Description
-
I have checked that this issue has not already been reported.
-
I have confirmed this bug exists on the latest version of pandas.
-
(optional) I have confirmed this bug exists on the master branch of pandas.
This is an issue I came across while working on #40127.
Most Index objects can be constructed with None values:
pd.Index(['a', 'b', None], dtype='category')
pd.Index([1.0, 2.0, None], dtype='float64')
pd.Index(['2000-01', '2000-02', None], dtype='datetime64[ns]')
But (U)Int64Index and cannot accept None values:
>>> pd.Index([1, 2, None], dtype='int64')
TypeError: int() argument must be a string, a bytes-like object or a number, not 'NoneType'
This seems pretty reasonable. However, inside of a MultiIndex, None values and the int dtype can actually coexist:
>>> pd.MultiIndex.from_arrays([[1, 2, None]]).levels[0]

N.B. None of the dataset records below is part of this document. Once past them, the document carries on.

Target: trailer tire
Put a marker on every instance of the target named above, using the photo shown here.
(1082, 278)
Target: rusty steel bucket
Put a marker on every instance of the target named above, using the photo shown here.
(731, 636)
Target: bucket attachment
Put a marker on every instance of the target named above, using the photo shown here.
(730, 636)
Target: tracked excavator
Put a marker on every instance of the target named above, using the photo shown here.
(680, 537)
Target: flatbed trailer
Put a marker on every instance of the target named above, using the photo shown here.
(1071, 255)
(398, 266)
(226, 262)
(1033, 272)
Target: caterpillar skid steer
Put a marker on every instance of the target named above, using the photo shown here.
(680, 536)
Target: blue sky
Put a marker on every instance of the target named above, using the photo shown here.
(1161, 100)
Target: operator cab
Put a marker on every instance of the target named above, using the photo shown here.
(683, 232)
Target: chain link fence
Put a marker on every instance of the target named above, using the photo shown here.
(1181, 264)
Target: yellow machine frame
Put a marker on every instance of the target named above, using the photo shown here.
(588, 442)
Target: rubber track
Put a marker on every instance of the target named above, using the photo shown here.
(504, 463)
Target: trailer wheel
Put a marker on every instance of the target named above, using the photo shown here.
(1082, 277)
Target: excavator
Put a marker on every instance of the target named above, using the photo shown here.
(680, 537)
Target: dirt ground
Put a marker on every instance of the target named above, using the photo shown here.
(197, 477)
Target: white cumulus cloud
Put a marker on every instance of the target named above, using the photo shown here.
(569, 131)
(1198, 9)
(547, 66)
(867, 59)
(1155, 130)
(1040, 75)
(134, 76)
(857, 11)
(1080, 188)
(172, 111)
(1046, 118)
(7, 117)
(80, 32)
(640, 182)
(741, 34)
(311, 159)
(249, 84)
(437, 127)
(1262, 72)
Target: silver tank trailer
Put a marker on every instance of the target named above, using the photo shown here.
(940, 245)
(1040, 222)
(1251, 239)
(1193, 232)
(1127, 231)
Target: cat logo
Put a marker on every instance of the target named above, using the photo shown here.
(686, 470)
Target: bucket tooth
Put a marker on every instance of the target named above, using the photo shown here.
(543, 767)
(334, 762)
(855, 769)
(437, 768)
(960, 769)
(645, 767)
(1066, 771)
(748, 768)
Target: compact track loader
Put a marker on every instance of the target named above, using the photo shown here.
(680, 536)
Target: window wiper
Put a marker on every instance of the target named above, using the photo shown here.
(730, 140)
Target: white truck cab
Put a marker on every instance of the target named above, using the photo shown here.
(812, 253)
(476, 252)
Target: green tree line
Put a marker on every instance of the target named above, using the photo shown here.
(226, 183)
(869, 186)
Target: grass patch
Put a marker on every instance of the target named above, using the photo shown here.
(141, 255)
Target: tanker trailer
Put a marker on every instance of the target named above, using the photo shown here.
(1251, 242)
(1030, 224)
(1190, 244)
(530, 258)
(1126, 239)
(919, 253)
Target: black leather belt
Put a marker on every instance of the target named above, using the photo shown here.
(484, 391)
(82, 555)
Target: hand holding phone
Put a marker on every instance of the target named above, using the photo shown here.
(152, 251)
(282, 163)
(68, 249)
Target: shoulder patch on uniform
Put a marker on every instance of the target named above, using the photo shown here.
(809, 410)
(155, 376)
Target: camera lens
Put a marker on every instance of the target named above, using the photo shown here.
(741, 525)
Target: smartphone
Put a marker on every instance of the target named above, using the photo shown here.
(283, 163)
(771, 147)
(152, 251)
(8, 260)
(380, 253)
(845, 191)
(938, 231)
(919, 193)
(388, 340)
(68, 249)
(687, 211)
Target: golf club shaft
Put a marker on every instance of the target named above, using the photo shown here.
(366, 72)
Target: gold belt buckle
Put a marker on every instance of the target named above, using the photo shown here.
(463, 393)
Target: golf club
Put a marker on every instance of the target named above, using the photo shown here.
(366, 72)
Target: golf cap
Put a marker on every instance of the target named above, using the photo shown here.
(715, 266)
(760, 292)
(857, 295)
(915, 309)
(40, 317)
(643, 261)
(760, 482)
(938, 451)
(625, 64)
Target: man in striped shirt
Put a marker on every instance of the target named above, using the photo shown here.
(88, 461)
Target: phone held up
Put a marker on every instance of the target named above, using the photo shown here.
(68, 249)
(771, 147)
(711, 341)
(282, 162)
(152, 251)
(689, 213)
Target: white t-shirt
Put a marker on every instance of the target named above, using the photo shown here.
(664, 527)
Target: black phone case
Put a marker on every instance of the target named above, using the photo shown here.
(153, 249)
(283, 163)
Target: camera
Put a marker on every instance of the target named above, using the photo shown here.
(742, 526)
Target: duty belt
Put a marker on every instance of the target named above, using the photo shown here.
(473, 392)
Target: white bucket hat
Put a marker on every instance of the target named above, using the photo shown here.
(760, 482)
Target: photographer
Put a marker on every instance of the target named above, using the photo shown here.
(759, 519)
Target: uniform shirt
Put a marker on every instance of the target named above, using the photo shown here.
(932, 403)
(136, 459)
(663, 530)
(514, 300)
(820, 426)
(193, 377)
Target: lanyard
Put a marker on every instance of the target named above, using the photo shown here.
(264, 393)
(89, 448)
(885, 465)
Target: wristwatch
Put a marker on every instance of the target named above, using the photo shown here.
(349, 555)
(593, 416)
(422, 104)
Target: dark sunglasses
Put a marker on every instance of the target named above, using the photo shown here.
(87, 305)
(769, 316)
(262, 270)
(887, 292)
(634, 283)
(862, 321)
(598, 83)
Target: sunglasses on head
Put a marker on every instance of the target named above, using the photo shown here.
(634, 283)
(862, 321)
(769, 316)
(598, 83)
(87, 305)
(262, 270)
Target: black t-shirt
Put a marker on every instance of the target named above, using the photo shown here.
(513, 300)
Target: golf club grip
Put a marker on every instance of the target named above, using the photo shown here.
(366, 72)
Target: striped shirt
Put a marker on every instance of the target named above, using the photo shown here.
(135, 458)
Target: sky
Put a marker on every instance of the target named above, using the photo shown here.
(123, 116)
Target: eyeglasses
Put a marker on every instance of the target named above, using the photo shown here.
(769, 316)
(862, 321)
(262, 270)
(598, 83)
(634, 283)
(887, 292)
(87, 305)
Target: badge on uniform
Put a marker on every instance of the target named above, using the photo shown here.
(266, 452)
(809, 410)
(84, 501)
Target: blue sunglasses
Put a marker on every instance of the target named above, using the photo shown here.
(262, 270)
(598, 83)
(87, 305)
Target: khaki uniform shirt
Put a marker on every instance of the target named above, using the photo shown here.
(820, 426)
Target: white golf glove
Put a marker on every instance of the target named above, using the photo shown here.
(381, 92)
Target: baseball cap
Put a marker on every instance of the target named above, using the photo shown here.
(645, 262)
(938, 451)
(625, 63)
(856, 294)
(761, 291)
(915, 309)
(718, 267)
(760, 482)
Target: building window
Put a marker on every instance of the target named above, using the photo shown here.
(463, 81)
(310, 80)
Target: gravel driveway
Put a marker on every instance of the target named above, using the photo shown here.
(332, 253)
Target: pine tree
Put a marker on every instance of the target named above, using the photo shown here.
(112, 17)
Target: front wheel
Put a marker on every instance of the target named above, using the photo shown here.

Int64Index([1, 2], dtype='int64')
So if we construct a DataFrame like so:
>>> df = pd.DataFrame([10, 20, 30], index=pd.MultiIndex.from_arrays([[1, 2, None]]))
0
1 10
2 20
NaN 30
Indeed, the dtype of the first and only level is correct:
>>> df.index.levels[0]
Int64Index([1, 2], dtype='int64')
The reason this works is because of codes
, which can encode None values as -1
.
>>> df.index.codes
FrozenList([[0, 1, -1]])
More examples of None behavior in various scenarios:
>>> df = pd.DataFrame(np.zeros((3, 3)), columns=pd.MultiIndex.from_arrays([['a', 'b', 'c'], [1, 2, None]]))
a b c
1 2 NaN
0 0.0 0.0 0.0
1 0.0 0.0 0.0
2 0.0 0.0 0.0
>>> df.stack(0).columns
Int64Index([1, 2], dtype='int64')
>>> df.columns.droplevel(0)
Float64Index([1.0, 2.0, nan], dtype='float64')
>>> pd.Index([1, 2, None])
Index([1, 2, None], dtype='object')
I'm not sure what the best solution is to normalize the treatment of Nones inside indices. So I thought I would raise this issue and see what others think about this.